There is a lot of deep technical description in the paper, but here is the really simplified version. Linpack is a set of calculations using matrix multiplication that scales up the size of the arrays to try to choke the machine and force it to reach its peak capacity across all of the computing elements in the cluster. The original Linpack from the dawn of time solved a dense matrix of 100 x 100 linear equations, then it moved to 1000 x 1000 as machines got more powerful, and then the Linpackers took the hood off and let the linear equation count scale and tweaked the HPL code to run across clusters and take advantage of modern networks and interconnects as well as coprocessors like Intel Xeon Phi and Nvidia Tesla cards.
The kind of calculations and data access patterns in the Linpack test are what Heroux and Dongarra refer to as Type 1. The machines are loaded up with lots of floating point processing and the data can be organized in such a way as to be particularly efficient at getting the right data to the right FP unit at the right time most of the time. With Type 2 patterns - which are more reflective of the kinds of differential equations increasingly used in simulations - the data access patterns are less regular and the calculations are finer-grained and recursive. Those shiny new Xeon Phi and Tesla accelerators are really good at Type 1 calculations and not so hot (yet) on Type 2 calculations.

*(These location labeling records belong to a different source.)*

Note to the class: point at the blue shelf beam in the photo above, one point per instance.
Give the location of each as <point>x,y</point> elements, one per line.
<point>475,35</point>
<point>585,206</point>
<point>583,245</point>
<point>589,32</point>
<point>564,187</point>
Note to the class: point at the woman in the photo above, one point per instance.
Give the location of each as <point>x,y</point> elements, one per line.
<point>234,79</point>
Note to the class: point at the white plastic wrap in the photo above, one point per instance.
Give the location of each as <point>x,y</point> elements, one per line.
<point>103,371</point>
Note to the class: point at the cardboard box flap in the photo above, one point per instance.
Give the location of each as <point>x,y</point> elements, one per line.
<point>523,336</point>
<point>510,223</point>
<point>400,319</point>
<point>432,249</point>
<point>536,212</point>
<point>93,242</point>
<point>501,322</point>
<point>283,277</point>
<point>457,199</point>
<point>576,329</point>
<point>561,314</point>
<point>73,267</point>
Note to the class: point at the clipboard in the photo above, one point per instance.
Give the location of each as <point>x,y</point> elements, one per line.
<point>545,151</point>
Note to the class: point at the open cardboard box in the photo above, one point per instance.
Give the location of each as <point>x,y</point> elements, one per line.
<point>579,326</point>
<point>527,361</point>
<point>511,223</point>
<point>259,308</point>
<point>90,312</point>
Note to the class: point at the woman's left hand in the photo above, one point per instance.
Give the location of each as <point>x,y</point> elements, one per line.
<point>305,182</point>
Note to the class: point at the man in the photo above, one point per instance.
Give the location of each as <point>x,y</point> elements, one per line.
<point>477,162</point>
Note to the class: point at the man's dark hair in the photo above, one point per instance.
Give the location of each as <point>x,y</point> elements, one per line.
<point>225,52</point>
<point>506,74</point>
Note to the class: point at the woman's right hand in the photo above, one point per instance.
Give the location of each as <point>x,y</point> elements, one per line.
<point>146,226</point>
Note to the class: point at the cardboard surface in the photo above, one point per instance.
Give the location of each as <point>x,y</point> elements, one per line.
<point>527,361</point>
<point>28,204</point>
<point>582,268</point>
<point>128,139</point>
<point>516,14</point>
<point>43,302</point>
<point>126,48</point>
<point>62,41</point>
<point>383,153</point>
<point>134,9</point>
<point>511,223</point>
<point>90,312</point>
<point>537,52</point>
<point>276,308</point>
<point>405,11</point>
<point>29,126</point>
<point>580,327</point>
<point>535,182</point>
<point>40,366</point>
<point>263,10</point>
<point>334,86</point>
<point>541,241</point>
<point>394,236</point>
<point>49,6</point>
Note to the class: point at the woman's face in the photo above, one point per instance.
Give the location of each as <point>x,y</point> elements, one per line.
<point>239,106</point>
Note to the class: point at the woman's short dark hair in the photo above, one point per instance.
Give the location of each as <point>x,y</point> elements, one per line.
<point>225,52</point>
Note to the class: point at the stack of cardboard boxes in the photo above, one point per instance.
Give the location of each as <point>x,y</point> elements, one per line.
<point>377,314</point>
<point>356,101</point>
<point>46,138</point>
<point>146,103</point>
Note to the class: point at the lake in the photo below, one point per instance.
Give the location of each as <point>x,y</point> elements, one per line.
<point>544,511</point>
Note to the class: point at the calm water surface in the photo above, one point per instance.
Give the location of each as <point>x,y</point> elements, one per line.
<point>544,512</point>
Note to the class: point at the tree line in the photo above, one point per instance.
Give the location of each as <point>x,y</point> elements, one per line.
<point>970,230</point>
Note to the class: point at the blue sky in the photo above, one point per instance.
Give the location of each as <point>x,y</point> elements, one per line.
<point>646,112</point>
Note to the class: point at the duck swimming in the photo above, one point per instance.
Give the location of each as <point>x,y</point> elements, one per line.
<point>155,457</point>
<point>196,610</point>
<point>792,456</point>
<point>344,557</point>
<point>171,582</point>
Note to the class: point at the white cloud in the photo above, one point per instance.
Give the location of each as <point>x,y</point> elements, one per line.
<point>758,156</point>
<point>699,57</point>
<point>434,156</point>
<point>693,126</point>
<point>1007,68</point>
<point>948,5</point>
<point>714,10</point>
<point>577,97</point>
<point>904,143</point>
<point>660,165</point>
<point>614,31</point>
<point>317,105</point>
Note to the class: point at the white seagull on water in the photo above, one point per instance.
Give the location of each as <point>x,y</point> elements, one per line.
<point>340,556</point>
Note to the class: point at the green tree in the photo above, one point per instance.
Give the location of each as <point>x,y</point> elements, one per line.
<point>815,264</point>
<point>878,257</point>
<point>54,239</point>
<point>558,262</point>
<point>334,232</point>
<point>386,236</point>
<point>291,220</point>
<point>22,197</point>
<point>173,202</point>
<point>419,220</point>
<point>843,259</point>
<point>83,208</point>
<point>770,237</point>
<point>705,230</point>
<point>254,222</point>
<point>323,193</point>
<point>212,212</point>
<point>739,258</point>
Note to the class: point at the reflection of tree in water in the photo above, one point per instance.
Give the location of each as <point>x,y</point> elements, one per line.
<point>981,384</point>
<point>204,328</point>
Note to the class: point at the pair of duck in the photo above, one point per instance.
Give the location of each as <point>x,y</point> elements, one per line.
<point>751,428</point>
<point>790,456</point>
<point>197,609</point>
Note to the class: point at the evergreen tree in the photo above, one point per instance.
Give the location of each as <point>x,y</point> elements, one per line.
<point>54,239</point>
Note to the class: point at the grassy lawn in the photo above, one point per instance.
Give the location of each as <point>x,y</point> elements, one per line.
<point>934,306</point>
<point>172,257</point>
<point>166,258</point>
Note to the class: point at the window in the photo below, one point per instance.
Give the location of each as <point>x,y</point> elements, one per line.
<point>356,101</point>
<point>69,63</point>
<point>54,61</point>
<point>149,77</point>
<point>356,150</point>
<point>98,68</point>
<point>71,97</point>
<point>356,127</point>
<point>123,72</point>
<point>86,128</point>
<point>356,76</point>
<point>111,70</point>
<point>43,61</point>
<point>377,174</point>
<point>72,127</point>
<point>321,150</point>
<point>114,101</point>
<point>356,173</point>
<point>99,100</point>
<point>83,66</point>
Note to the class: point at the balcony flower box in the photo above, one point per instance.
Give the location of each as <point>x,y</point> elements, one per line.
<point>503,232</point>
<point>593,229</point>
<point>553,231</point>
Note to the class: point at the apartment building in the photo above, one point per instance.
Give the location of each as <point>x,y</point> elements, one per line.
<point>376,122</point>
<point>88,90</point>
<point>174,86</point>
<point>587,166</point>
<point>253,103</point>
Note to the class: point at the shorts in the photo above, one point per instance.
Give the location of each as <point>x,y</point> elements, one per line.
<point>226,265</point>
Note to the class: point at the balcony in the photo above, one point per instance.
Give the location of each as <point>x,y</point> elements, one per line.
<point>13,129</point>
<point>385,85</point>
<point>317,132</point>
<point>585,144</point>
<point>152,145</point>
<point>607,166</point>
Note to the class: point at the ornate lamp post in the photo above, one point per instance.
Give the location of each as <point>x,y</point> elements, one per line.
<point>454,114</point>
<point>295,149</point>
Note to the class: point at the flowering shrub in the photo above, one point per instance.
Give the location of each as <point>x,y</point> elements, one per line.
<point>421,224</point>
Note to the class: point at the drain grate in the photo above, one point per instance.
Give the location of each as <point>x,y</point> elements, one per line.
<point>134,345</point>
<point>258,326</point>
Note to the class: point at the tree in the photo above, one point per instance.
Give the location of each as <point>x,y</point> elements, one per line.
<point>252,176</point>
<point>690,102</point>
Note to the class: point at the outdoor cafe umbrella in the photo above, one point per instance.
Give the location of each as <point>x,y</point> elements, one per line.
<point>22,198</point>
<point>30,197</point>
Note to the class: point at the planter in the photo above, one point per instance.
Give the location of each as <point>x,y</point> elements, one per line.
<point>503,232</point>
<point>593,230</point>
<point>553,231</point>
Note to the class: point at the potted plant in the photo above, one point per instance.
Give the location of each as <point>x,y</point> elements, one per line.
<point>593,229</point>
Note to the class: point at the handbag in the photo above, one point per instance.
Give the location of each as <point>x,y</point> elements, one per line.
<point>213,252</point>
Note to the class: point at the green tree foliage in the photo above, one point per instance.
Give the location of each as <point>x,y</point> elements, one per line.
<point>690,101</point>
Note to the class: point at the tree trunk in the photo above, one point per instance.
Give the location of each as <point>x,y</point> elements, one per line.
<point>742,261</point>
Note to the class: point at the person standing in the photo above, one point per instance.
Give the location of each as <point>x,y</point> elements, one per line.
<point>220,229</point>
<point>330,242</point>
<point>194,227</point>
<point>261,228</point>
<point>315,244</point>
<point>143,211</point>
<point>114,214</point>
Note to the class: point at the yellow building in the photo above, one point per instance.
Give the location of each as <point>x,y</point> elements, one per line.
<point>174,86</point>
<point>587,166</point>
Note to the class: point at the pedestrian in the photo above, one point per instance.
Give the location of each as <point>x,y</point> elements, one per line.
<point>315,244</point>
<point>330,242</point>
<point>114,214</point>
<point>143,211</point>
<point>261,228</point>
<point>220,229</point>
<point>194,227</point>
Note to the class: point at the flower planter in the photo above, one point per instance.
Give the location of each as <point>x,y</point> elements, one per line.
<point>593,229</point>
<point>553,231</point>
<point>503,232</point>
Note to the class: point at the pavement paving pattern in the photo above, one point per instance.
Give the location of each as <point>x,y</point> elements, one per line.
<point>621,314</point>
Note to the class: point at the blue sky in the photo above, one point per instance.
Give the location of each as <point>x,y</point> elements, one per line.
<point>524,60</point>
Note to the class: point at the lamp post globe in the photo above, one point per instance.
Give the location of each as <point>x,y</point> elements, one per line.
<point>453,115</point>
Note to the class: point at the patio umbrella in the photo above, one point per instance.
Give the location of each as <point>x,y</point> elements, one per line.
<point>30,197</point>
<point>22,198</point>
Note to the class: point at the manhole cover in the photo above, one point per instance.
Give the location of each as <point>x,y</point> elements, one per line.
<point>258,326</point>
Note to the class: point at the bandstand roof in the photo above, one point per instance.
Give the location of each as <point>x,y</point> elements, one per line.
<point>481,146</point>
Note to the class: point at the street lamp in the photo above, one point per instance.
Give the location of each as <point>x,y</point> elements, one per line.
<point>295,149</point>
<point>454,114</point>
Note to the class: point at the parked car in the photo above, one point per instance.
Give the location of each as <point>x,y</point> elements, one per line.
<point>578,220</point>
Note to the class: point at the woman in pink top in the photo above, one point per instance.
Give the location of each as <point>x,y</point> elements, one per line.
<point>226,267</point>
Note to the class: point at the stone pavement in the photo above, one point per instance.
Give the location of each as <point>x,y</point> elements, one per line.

The upshot, say Heroux and Dongarra, is that designing a system to reach one exaflops on Linpack might result in a machine that is absolutely terrible at running real world applications, thus defeating one of the primary purposes of a benchmark test. Benchmarks are a feedback loop into system designers, and are absolutely necessary. Here is an example of the divergence cited by Heroux and Dongarra on the "Titan" Opteron-Tesla ceepie-geepie down in Oak Ridge National Laboratories, with which they are intimately familiar.
Read this carefully:
"The Titan system at Oak Ridge National Laboratory has 18,688 nodes, each with a 16-core, 32 GB AMD Opteron processor and a 6GB Nvidia K20 GPU. Titan was the top-ranked system in November 2012 using HPL. However, in obtaining the HPL result on Titan, the Opteron processors played only a supporting role in the result. All floating-point computation and all data were resident on the GPUs. In contrast, real applications, when initially ported to Titan, will typically run solely on the CPUs and selectively off-load computations to the GPU for acceleration."